Ben decided he was keen to paddle the harbour across to the Russel forest but Jen and I decided to press on via water taxi rather than wait for the favourable tide the following day. The Russel forest yielded a lot of river walking and then we had trouble finding the right track when the time came to venture back to land. The "hut" mentioned on the map was more of a camp shelter and we stayed there as we realised we wouldn't get out of the forest by dark. The following day we made our way out via a decent four wheeler track which eventually turned into thick bush.
After lunch by a creek we walked on down to the road but not before I realised I had lost a Croc in the bush having secured it to the outside of my pack. Jen suggested that Ben may find it on his way through but I was resigned to having lost it after only one river walk. It was very warm by the time we reached the end of the track, so a swim in the creek was a higher priority than walking on a busy, windy, coastal road. The water was truly bracing but welcome and we stayed there for awhile rather than taking on the long road walk ahead.
We walked on down the road for a few hours before reaching Helena Bay which Jen absolutely loved. We managed to camp at the disused school for $5 each by asking at the house next door. Then, Jen got a text from Ben reading: "I have Lance's left Croc." Trail magic really does happen. Apparently, Ben was now walking with Joe O'brien (who, incidentally, is now ridiculously far ahead of us) who spied my missing flipper amongst the undergrowth, exclaiming "that is a huge Croc!" I was really stoked and this former Croc mocker slept well in the knowledge of a safe sandal.

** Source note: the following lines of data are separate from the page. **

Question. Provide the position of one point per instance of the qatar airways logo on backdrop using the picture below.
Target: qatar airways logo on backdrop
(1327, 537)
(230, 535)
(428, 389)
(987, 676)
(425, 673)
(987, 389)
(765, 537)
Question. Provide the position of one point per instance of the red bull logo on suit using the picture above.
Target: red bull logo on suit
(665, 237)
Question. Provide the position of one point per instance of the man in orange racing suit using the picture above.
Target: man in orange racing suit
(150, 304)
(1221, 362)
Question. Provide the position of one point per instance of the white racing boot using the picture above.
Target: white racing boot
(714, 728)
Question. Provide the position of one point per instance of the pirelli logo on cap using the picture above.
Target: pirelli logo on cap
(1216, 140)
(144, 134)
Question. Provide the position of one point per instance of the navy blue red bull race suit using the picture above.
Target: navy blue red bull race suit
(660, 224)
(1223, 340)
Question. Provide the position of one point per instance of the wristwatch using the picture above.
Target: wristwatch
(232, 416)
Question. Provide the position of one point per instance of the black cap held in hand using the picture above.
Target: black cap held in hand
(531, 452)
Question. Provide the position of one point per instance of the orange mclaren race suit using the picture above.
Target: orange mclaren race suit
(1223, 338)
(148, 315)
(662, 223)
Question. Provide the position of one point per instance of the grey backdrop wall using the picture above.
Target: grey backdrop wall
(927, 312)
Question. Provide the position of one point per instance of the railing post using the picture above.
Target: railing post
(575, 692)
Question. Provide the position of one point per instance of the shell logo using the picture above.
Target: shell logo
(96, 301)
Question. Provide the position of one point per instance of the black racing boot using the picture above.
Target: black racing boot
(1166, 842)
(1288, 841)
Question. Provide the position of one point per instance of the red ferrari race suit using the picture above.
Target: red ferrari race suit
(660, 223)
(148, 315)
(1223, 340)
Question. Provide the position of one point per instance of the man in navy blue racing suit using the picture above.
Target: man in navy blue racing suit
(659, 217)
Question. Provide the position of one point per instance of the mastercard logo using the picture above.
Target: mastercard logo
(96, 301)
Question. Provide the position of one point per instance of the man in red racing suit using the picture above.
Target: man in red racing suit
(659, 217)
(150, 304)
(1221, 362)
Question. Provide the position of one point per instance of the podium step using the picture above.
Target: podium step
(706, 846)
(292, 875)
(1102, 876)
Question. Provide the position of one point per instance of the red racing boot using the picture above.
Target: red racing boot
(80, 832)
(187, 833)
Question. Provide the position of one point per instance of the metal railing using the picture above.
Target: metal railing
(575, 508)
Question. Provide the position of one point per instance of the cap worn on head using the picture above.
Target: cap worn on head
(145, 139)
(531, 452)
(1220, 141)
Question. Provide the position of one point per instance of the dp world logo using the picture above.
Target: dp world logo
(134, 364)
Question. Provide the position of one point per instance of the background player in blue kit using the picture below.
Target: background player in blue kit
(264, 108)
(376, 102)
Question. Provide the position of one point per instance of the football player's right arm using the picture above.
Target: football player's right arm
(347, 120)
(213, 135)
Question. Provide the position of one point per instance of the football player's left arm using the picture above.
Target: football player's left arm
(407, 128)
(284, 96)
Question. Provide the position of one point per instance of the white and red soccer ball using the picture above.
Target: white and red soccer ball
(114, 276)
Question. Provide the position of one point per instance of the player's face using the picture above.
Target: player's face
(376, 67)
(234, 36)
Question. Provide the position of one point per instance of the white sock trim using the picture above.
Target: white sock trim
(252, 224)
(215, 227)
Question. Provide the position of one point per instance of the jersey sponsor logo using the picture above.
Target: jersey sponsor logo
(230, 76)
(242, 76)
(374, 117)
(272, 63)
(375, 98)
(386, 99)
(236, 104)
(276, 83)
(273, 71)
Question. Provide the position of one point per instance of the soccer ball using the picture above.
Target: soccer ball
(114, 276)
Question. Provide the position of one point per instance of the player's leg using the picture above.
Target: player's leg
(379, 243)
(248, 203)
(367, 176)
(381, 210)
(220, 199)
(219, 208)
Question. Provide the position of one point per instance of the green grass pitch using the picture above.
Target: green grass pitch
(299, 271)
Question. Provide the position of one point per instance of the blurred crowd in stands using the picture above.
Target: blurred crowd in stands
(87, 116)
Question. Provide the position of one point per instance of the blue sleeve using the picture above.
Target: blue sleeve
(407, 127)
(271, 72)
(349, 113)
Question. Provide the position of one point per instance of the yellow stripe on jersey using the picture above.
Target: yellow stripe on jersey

The following day involved a solid road walk up to a bush track that seemed to cross a couple of private properties. It was hard going toward the end and the spiders had put every web right at my face height. We pushed on down out of the bush and across a farm containing curious cows out to the road. By this stage both Jen's and my GPS had gone flat but we managed to figure out the right path to the campground at Whananaki which was pretty
good but a little pricey.
The following day we waited for Ben and Joe to join us late morning and moved out across the longest foot bridge in the southern hemisphere. We followed the path around some stunning little private beaches and through farmland on down to Matopouri where I was meeting my lovely lady to spend labour weekend in Whangarei. We were all pretty happy to be getting into a vehicle. There is no camping in Matapouri so we dropped Ben, Jen and Joe at the holiday park in Tutakaka and made our way to Whangarei for a spa at the hotel.